Robust Fine-tuning of Vision-Language-Action Robot Policies via Parameter Merging

ICLR 2026 Conference SubmissionAnonymous Authors
Robust fine-tuninggeneralist robot policymodel merging
Abstract:

Generalist robot policies, trained on large and diverse datasets, have demonstrated the ability to generalize across a wide spectrum of behaviors, enabling a single policy to act in varied real-world environments. However, they still fall short on new tasks not covered in the training data. When finetuned on limited demonstrations of a new task, these policies often overfit to the specific demonstrations---not only losing their prior abilities to solve a wide variety of generalist tasks but also failing to generalize within the new task itself. In this work, we aim to develop a method that preserves the generalization capabilities of the generalist policy during finetuning, allowing a single policy to robustly incorporate a new skill into its repertoire.
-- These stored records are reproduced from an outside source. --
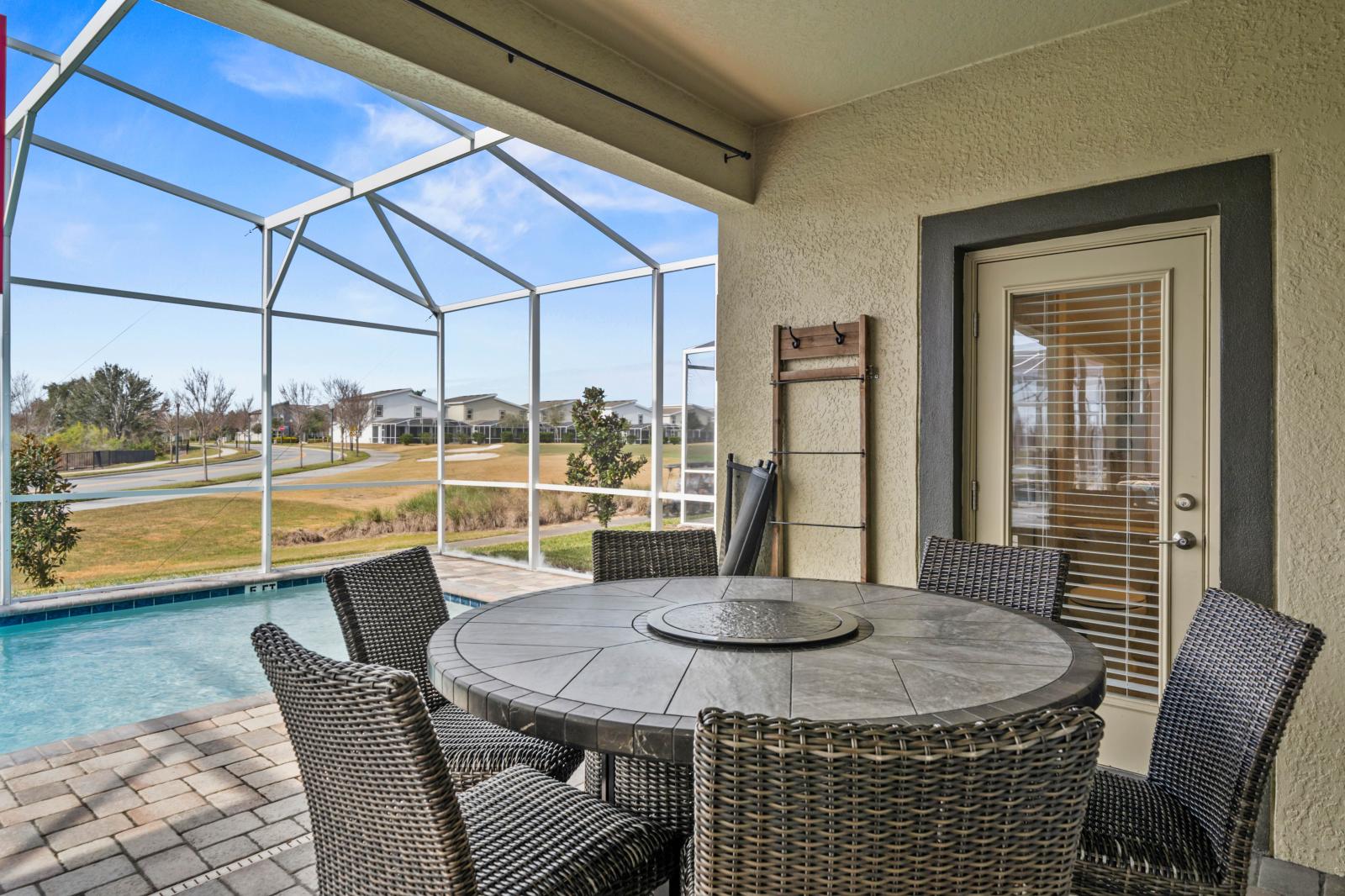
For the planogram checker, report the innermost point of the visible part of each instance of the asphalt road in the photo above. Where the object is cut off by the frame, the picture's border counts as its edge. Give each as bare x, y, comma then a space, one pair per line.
284, 458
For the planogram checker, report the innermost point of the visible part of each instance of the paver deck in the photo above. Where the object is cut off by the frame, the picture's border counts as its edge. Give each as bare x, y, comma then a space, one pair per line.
208, 801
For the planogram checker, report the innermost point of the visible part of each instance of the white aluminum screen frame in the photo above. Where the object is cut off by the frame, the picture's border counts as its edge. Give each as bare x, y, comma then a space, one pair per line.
20, 138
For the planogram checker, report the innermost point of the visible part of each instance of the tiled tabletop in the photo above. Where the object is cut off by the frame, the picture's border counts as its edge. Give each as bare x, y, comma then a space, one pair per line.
580, 665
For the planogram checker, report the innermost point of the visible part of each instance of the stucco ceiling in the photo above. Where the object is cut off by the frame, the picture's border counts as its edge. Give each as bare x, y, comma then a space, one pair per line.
764, 61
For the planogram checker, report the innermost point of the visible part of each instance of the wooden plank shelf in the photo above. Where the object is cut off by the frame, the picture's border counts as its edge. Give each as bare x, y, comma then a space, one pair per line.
844, 340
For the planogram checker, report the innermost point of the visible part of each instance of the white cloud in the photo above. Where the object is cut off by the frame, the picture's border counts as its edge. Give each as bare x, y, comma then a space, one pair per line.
390, 134
74, 240
398, 127
593, 188
275, 73
486, 208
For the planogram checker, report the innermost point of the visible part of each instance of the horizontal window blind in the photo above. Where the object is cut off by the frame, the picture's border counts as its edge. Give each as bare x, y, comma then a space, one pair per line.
1086, 441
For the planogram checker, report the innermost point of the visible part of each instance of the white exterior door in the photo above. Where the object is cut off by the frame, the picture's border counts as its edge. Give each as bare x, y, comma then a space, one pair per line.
1094, 430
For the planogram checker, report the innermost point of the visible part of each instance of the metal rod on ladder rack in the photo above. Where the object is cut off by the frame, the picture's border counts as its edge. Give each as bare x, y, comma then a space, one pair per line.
818, 452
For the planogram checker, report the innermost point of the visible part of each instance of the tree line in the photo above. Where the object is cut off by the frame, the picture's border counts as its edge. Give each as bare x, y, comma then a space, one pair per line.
118, 408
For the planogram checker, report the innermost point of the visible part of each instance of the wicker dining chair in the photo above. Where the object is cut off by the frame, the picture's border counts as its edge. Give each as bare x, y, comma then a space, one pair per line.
1026, 579
654, 555
388, 609
387, 818
654, 788
793, 808
1187, 828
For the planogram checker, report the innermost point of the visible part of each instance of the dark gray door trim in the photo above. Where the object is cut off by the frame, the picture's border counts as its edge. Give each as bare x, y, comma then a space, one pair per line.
1241, 192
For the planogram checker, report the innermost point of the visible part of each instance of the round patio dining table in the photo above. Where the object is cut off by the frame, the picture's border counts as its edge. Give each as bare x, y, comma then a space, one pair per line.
625, 667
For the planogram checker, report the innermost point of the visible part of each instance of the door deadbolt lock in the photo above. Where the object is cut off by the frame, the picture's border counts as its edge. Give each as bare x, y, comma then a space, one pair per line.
1181, 540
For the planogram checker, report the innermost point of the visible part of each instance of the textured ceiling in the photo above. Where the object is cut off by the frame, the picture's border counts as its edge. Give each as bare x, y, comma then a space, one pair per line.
763, 61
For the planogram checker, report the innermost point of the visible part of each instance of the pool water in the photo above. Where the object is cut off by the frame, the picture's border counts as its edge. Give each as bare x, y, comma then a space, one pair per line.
81, 674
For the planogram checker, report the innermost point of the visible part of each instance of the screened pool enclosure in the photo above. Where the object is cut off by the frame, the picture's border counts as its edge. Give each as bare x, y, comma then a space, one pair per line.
643, 329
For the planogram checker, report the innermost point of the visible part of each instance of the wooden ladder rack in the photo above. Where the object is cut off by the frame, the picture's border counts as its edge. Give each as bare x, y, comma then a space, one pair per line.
804, 343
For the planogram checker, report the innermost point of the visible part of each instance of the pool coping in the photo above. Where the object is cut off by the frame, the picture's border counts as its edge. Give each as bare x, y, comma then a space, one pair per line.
116, 598
18, 615
128, 730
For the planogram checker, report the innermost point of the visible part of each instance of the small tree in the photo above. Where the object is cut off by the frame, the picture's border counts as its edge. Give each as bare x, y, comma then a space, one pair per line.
300, 397
246, 424
555, 416
353, 405
206, 398
24, 403
42, 533
604, 461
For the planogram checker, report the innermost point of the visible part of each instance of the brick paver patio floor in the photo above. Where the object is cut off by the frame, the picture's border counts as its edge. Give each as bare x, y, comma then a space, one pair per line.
208, 801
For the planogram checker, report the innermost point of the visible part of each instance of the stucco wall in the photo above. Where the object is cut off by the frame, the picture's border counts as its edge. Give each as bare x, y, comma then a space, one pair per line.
836, 233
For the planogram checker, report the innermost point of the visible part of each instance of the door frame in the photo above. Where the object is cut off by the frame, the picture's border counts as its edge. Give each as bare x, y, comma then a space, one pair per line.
1241, 194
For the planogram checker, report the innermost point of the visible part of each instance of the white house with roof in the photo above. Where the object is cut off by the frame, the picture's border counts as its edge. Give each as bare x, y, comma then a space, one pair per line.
393, 412
701, 417
483, 409
397, 412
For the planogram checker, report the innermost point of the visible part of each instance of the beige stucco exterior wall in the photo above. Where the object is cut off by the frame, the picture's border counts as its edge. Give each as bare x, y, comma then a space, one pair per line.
836, 232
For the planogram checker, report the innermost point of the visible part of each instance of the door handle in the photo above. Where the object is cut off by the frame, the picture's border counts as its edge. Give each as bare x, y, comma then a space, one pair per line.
1181, 540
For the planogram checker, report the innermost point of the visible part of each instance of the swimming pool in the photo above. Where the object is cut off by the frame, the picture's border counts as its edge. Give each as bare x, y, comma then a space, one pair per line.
66, 677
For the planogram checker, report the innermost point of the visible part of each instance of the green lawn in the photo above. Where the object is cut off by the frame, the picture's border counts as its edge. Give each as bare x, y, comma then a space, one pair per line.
564, 552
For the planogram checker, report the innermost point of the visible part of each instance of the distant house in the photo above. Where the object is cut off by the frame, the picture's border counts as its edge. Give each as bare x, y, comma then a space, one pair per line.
393, 412
288, 419
481, 412
396, 412
701, 416
556, 414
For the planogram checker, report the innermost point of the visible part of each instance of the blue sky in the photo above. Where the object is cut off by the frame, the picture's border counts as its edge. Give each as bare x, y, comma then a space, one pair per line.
81, 225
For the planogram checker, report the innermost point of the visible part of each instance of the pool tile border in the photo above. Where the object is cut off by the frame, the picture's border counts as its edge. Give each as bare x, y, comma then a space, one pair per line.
18, 618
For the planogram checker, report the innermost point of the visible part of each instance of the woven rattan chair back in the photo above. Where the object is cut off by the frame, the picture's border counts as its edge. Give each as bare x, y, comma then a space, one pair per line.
385, 817
1026, 579
1224, 710
654, 555
388, 609
789, 806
Our goal is a single policy that both learns to generalize to variations of the new task and retains the broad competencies gained from pretraining. We show that this can be achieved through a simple yet effective strategy: interpolating the weights of a finetuned model with that of the pretrained model. We show, across extensive simulated and real-world experiments, that such model merging produces a single model that inherits the generalist abilities of the base model and learns to solve the new task robustly, outperforming both the pretrained and finetuned model on out-of-distribution variations of the new task. Moreover, we show that model merging enables continual acquisition of new skills in a lifelong learning setting, without sacrificing previously learned generalist abilities.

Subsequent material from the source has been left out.